General District Court brings new specialty docket to help mental health sufferers

Published 5:21 pm Thursday, February 23, 2023

Getting your Trinity Audio player ready...

Suffolk General District Court now offers a new specialty program to help those suffering from mental health issues who are charged with non-violent, low-level crimes. 

Created by Judge Nicole A. Belote and Suffolk Assistant Public Defender Elisabeth N. Culpepper, the Western Tidewater Regional Behavioral Health Docket aims to help individuals who are repeatedly going through the legal system by “offering services to support and stabilize them” Belote said in a news release. 

The docket has five phases where for a 12-month period, participants meet with case managers and treatment providers. Culpepper, who’s nearly decade-long public defender service includes Franklin, Southampton, Isle of Wight and five years in Suffolk, spoke about how the project got started.

Email newsletter signup

“About two years ago, the 5th Judicial Circuit Drug Court started (another specialty docket) and I was approached by Judge Nicole A. Belote to work on the Behavioral Health Docket with her,” said Culpepper. “I built and secured multi-year funding for drug court and we were able to use what I had learned during that process to build the BHD.” 

Noting how the project is one of only 17 such dockets in the Commonwealth, Culpepper explained how she applied for approval from the Supreme Court of Virginia to operate it beginning Feb. 15.

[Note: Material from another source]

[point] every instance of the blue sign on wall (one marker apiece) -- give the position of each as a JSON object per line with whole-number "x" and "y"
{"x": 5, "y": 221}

“I applied for funding from the City of Suffolk, which was generously granted, and I also applied for a grant from the Obici Healthcare Foundation to fund our project. The OHF granted us over $540,000 over the next three years,” she detailed.“On the first and third Wednesday of each month, our docket team will meet to discuss participants’ progress and then meet with the participants in open court to discuss how things are going. The docket team includes a clinician, case manager, community supervision officer, docket judge, and an attorney from the Commonwealth Attorney’s office and one from the Public Defender’s Office.”

Culpepper went to explain how in the criminal justice system, individuals suffering from mental health issues are charged with crimes stemming from their diagnoses.

“The classic example is someone who believes they own a local convenience store, so they enter the store and take a drink from the cooler. They’re not violent or dangerous, and those delusional beliefs are behind the ‘criminal activity,’” she said. “Until now the only option a judge has in many cases is a conviction and jail time, even if that time is often suspended. There aren’t treatment options and it creates a revolving door. Someone may spend 60 days in jail, unable to make bond, and once they are released they still don’t have access to medication management, counseling or other support services.”

Culpepper noted how more and more cases land in court when the real issue is mental health. She said the program will help those with mental health conditions who have been charged with low-level crimes.

“The docket includes wraparound services, which are provided for up to 12 months to participants. This can be case management, medication management, therapy and counseling, life skills classes, etc,” Culpepper said. “Participation is voluntary and the idea is to ensure people don’t slip through gaps in the system. Participants will have to complete a number of phases to graduate the program, and each phase has specific progress markers involved. Once they graduate, participants will have a solid network of care and the tools to help manage their own mental health needs and (hopefully) not circle back into the court system.”

Finally, Culpepper explained how specialty dockets such as this are science-led and evidence-based programs and provide help to the Suffolk community.

“They are heavily studied and we know that they work: reducing recidivism, reducing the rate of substance use, increasing the mental health and stability of participants,” she said. “It’s a program the entire community benefits from. Our neighborhoods are safer but more importantly, our neighbors and loved ones are able to access care and live healthy, stable lives.”

Mental health affects everyone, Culpepper said, adding if not in someone’s own immediate family, they have all had neighbors, friends or loved ones dealing with mental health struggles. 

“Specialty dockets help remove the stigma of asking for help, they also reduce recidivism and show the community at large that these illnesses are manageable and people can safely remain in the community with proper care and support,” she said.